A National Oceanic and Atmospheric Administration survey of the ocean bottom on Wednesday discovered a previously uncharted shoal along the vessel’s path that may have shaved 11 to 24 feet off an expected 45-foot clearance. The Fennica, a Finnish ship built to be resilient even amid crushing blows from ice, has a draft of 28 feet.

A broadcast went out to mariners alerting them of the shoal.

A certified Alaska marine harbor pilot was on board the vessel when a ballast leak provided the first sign of the problem. After the icebreaker returned to the port, the 39-inch by 2-inch hole was discovered.

The Coast Guard is still investigating what caused that breach, spokesman Shawn Eggert said.

“We’re not saying the shoal was the cause,” Eggert said.

Shell and Arctia have been weighing how to repair the Fennica, following assessments by marine specialists earlier this week.

If welding can close the hole on-site, Shell may see little delay to its plans for drilling in the Chukchi Sea later this month. But those operations could be significantly delayed – or even derailed – if more substantial repairs are required in dry dock.

Any repairs, whether they are conducted on site or more than 1,000 miles away, could be subject to additional Coast Guard review and inspections.

Straightforward job

A gash like the one in the Fennica would be relatively straightforward to repair on-site, said Dan Magone, founder of Dutch Harbor-based Resolve-Magone Marine Services, a local repair company.

“I’ve spent my career doing this kind of work. It’s a minor operation,” Magone said. “The only thing big about this job is the amount of oversight and concern” it is drawing.

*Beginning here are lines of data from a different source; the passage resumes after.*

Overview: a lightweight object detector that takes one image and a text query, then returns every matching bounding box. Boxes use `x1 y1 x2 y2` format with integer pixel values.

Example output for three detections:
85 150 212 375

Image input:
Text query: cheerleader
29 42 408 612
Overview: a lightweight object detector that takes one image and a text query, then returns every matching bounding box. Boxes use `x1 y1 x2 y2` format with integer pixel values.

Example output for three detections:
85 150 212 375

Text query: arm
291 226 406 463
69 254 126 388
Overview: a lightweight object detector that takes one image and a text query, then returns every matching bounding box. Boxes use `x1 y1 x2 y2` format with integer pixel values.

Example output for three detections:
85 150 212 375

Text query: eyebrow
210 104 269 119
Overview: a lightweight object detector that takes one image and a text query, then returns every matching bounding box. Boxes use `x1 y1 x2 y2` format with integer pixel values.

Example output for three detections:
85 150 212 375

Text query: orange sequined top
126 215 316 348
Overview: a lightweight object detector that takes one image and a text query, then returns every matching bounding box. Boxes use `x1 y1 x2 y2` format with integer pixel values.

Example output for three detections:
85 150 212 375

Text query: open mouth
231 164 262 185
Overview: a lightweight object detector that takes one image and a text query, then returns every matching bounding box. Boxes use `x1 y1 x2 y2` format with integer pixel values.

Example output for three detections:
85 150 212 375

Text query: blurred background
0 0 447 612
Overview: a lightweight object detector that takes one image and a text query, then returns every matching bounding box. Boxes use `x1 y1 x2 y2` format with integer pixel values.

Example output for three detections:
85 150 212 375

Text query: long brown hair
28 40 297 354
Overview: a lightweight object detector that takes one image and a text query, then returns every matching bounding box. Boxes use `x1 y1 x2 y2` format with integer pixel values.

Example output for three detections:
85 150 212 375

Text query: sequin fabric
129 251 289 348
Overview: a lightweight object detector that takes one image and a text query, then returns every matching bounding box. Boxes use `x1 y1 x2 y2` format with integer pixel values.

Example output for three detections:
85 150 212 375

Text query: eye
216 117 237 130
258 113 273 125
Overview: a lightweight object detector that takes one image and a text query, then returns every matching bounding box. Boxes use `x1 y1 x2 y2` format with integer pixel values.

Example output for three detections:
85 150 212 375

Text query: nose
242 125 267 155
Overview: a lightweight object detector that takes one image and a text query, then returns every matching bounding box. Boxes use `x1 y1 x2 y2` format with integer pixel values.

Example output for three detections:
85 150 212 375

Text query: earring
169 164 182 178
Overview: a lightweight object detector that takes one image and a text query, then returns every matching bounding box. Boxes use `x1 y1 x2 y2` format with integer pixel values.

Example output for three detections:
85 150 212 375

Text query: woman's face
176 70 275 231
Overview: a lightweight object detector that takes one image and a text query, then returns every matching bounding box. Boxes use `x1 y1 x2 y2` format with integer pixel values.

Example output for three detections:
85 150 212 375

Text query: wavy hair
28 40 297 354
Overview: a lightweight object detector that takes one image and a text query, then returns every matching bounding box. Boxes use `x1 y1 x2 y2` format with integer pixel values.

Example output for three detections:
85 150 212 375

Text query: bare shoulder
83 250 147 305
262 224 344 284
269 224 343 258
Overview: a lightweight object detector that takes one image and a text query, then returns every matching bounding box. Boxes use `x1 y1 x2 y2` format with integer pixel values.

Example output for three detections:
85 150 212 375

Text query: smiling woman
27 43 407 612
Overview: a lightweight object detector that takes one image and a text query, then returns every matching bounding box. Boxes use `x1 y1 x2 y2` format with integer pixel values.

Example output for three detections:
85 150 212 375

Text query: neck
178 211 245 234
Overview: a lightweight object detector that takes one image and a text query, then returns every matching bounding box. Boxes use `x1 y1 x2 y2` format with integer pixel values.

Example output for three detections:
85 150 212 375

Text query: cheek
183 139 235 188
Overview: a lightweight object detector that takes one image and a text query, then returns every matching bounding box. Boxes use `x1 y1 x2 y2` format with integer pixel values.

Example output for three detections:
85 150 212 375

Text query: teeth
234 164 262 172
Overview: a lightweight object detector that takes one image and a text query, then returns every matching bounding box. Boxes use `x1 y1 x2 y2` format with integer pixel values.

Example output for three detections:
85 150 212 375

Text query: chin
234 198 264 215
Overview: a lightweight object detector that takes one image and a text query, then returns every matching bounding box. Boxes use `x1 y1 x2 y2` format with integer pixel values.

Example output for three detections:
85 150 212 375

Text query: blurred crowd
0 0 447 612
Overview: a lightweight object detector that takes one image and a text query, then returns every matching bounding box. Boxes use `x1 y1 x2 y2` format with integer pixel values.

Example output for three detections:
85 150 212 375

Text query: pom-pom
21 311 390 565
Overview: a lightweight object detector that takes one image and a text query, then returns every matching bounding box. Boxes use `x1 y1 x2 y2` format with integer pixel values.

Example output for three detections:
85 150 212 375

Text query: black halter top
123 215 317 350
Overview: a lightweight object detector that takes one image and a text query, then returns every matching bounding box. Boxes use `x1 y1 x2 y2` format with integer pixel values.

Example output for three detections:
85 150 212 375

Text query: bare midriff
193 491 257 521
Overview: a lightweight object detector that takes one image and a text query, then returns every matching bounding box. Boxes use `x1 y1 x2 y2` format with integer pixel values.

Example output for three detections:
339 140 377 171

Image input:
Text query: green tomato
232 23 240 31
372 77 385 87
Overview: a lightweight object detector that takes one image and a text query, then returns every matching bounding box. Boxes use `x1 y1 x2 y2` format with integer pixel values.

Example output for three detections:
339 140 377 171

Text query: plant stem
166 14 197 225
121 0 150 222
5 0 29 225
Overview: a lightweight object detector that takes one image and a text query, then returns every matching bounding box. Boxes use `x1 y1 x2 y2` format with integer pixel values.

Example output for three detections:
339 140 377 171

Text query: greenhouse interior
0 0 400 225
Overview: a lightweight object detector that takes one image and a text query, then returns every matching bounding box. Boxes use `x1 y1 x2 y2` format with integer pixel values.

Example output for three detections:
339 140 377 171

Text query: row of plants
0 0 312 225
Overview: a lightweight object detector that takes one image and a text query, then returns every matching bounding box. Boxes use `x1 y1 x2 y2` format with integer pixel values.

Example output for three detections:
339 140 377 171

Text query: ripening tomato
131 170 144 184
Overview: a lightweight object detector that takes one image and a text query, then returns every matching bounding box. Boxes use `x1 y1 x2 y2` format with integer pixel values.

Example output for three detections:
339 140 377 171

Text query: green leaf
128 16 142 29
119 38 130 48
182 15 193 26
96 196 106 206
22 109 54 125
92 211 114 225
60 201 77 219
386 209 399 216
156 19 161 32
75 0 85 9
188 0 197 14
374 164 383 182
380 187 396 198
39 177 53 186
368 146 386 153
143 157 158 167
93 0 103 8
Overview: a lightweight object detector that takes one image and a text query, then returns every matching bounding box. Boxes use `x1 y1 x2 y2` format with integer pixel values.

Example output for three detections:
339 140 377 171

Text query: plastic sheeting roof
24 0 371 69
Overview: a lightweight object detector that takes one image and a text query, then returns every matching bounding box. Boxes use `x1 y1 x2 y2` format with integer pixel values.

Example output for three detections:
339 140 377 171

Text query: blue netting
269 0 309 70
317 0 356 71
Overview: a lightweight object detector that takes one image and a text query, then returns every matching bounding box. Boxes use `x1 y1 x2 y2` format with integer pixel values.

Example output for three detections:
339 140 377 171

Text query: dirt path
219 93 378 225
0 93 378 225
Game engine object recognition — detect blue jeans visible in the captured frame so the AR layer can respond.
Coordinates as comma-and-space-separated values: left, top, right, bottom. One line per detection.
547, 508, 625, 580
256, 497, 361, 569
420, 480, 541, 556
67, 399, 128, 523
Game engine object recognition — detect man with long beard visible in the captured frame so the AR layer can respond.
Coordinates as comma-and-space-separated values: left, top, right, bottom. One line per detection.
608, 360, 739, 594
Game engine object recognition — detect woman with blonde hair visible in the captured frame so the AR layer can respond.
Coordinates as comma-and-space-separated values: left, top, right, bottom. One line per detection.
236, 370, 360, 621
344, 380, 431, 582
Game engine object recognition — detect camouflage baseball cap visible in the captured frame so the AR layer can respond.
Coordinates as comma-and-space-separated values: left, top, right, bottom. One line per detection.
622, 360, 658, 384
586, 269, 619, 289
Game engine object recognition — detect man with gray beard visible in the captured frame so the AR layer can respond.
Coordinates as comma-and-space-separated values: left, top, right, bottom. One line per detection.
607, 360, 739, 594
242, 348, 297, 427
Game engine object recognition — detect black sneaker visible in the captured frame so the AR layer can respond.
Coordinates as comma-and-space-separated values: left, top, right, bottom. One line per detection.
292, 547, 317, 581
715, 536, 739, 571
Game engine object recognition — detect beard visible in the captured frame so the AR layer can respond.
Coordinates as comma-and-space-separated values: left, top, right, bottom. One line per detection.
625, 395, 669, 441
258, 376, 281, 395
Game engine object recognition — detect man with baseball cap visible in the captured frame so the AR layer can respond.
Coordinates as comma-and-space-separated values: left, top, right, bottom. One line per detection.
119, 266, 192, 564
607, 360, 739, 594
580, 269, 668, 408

The Fennica is critical to Shell’s plans as one of the two dedicated ice-management vessels for the company’s planned Arctic drilling and the only one carrying a unique capping stack that can be deployed in an emergency.

Limited time frame

Shell is still waiting on drilling permits for wells at its Burger Prospect, about 70 miles off Alaska. The Interior Department’s Bureau of Safety and Environmental Enforcement has been vetting Shell’s permit applications.

Even if they are awarded, Shell must wait until Wednesday to begin drilling in the Chukchi Sea – and it must halt operations by Sept. 28. It is also waiting on ice to clear within 30 miles of its planned wells.

Shell spokesman Curtis Smith confirmed that three of its vessels are already at the site, including the second icebreaker in the company’s Arctic fleet, the MSV Nordica. Those waters are clear, but there is still ice nearby.